Guillermo Lahera para El País:
El trastorno bipolar es, probablemente, el trastorno mental grave más banalizado. En contraste con los términos esquizofrenia o anorexia nerviosa, que evocan algo sórdido y oscuro, la llamada “bipolaridad” sugiere una divertida alternancia entre lo expansivo o genialoide y lo triste, entre lo amable y lo colérico. “Mi jefa debe ser bipolar” o “yo es que soy un poco bipolar” ―seguido de una carcajada cómplice― son ya clásicos de las conversaciones triviales contemporáneas.

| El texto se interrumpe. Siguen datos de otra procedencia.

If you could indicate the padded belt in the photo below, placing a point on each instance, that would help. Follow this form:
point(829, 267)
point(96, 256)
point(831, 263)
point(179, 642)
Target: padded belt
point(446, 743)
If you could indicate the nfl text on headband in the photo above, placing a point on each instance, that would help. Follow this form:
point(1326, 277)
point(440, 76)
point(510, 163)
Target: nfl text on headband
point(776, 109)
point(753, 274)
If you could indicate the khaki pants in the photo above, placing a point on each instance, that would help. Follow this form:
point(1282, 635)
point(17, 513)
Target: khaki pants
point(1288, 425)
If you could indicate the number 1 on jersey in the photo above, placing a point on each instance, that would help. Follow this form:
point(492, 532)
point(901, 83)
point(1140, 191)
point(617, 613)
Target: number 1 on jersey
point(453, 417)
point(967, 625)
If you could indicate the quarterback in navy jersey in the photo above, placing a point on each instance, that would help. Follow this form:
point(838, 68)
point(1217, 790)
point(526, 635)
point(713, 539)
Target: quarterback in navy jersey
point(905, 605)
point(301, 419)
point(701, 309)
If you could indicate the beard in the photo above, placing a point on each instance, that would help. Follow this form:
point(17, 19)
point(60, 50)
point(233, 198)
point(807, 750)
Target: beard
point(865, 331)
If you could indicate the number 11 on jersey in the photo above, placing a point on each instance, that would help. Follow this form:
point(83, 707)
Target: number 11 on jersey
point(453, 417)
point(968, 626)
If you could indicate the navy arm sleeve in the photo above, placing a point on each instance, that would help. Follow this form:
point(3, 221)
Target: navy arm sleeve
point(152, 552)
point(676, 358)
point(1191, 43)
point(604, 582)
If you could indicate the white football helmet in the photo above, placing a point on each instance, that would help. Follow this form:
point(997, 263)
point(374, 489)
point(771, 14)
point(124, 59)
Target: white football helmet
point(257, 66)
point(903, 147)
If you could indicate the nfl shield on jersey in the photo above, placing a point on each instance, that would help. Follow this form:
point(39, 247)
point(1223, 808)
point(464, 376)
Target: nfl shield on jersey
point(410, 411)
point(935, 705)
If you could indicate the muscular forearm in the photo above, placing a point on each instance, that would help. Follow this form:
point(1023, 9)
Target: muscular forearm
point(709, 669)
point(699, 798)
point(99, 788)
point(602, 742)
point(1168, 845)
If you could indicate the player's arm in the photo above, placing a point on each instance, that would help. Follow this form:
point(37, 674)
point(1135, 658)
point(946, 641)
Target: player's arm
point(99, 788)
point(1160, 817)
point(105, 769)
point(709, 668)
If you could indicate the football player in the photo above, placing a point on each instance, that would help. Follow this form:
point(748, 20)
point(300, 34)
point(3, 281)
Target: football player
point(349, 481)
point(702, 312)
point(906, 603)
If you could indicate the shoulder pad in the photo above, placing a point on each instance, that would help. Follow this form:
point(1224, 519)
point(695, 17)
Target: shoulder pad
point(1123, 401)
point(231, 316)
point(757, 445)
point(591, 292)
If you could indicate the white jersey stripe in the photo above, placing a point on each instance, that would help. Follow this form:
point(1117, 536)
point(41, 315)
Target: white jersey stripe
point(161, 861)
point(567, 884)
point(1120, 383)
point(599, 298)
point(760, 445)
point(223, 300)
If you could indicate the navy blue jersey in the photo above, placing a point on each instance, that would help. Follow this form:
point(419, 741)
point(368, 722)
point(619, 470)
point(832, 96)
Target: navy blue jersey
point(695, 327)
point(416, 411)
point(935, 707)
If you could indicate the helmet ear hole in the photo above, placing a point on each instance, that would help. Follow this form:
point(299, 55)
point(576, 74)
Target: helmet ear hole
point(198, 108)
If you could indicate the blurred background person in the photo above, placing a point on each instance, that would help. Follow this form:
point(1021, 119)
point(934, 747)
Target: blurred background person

Este malentendido es especialmente injusto con los pacientes y familias que sufren este grave trastorno, que supone la séptima causa de discapacidad mundial.
Y agrega:
El trastorno bipolar es otra cosa. Afecta en torno al 1,5% de la población y es la alternancia de fases de depresión (de verdad, enfermedad depresiva, no “bajones” ni frustraciones) con episodios de manía, en los que el sujeto está anormalmente expansivo o irritable, con verborrea, pensamiento acelerado, ideas megalómanas de omnipotencia, reducción en las horas de sueño (no hay insomnio: al paciente no le hace falta dormir), impulsividad, conductas de riesgo, gastos desorbitados y, casi en la mitad de los casos, delirios y alucinaciones (pueden creer tener poderes o escuchar voces). Es cosa seria: el paciente en absoluto cree tener ningún problema ―es habitual que se niegue a ingresar o tomar medicación― y el cuadro puede acabar de cualquier manera. Afortunadamente, existen fármacos útiles para “bajar” estos cuadros y otros ―las benditas sales de litio, a las que responde totalmente al menos un tercio de los pacientes― que previenen recaídas. Tenemos más problemas para tratar la depresión bipolar, hay menos herramientas y son menos eficaces, y a ella se asocia gran parte de la discapacidad del trastorno.